I have a sixth sense of humor. I laugh at dead people.
When you’re watching Scooby-Doo and the scary part comes on.
Perhaps nothing is more overrepresented in film than snow globes.
if u choke a Smurf what color does it turn
Doctor: so your blood type is-
Vampire: ALL of them
*looks over back shoulder*
*puts car in reverse*Wife: OH MY GOD
*slams brakes*
Me: WHAT?
Wife: Becky just posted the cutest picture
what do tooth fairies do with the teeth they collect? what do they know that we don’t? are we getting ripped off
I’m hereby calling for all hotels to agree on one(1) shower control mechanism, life is precious and I cannot waste any more of it solving these ancient riddles
Be the reason your therapist reevaluates their entire career.
Smoke detector: IS THAT A FIRE I SMELL
Me: No I’m making baco-
Smoke detector: IM A HERO
My son calls them “please cars” because any time I speed past a cop he hears me mutter “please don’t pull me over!”
Sure my kids were embarrassed when I asked to have a manager come to our table, but the menu didn’t list a 50¢ charge for extra ranch dressing and I’m hella pissed.
you know you’re related when you visit your cousin and find her crying because she dropped her cake pop.
Whenever I order room service and the person tells me how long until the food arrives, I whisper, “If I’m alive by then,” and hang up.
i’ve seen the new gif of a guy cutting his pasta with scissors like three times today. i am just putting this buster keaton clip out there to show you where he copped it from —
The first guy to skip a rock was probably all sad and just trying to toss the rock in the pond and was like “well, can’t even do that right”
You say potato, I say get the hell out of my bathroom
Date: So what’s your backstory?
Me: Arthritis.
Men at the supermarket are like fish in an aquarium. Silent, with no recollection of how or why they got there.

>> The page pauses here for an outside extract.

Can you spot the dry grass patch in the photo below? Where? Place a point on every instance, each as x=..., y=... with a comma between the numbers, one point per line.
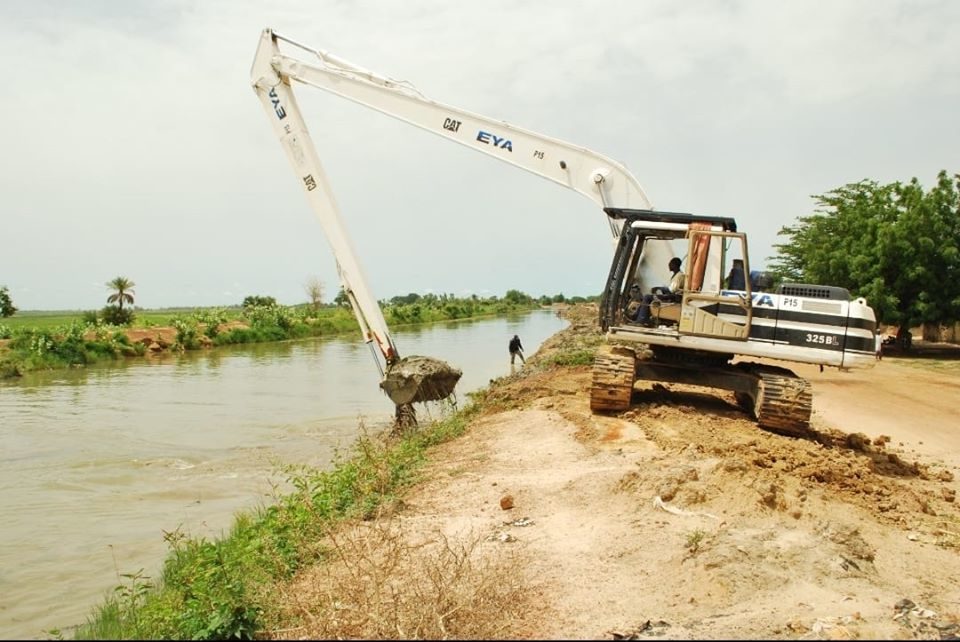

Marty McFly: *plays Nickelback*
Guess you guys aren’t ready for that yet but your kids are gonna love it.
*returns to the present to find a world without children*
If a server comes to my table and asks ‘hows everythin tasting?’ mid chew I like to grab their wrist and keep them there until I can answer
Tell the guy at the first drive-thru window that you want the guy at the second window to throw your food into the car without you stopping.
Tiptoeing would be much more fun if your toes made that tinkling sound like they do in cartoons.
*Tries to hit the gym*
*Gym hits back*
Even in mid-air, when we
can see nothing but the clouds, my kid can still rock the question, ‘are we there yet’
her: what’s your fantasy?
me: i’m fighting a giant dragon and as i defeat it, the dragon burns me to death but i die a hero and the townspeople write epic poems about me
her: … i meant like, sexual fantasy
me: i know *handing her a blowtorch* you’re the dragon
Man: I’ll have the steak
Waiter: And, for your side?
M: Oh, no, not tonight. This is my wife with me.
*eats way too much delicious space pudding*
Me: Oof I am STUFFED! What’d you call this again?
Alien Chef: OH MY GOD YOU ATE MY GRANDMOTHER!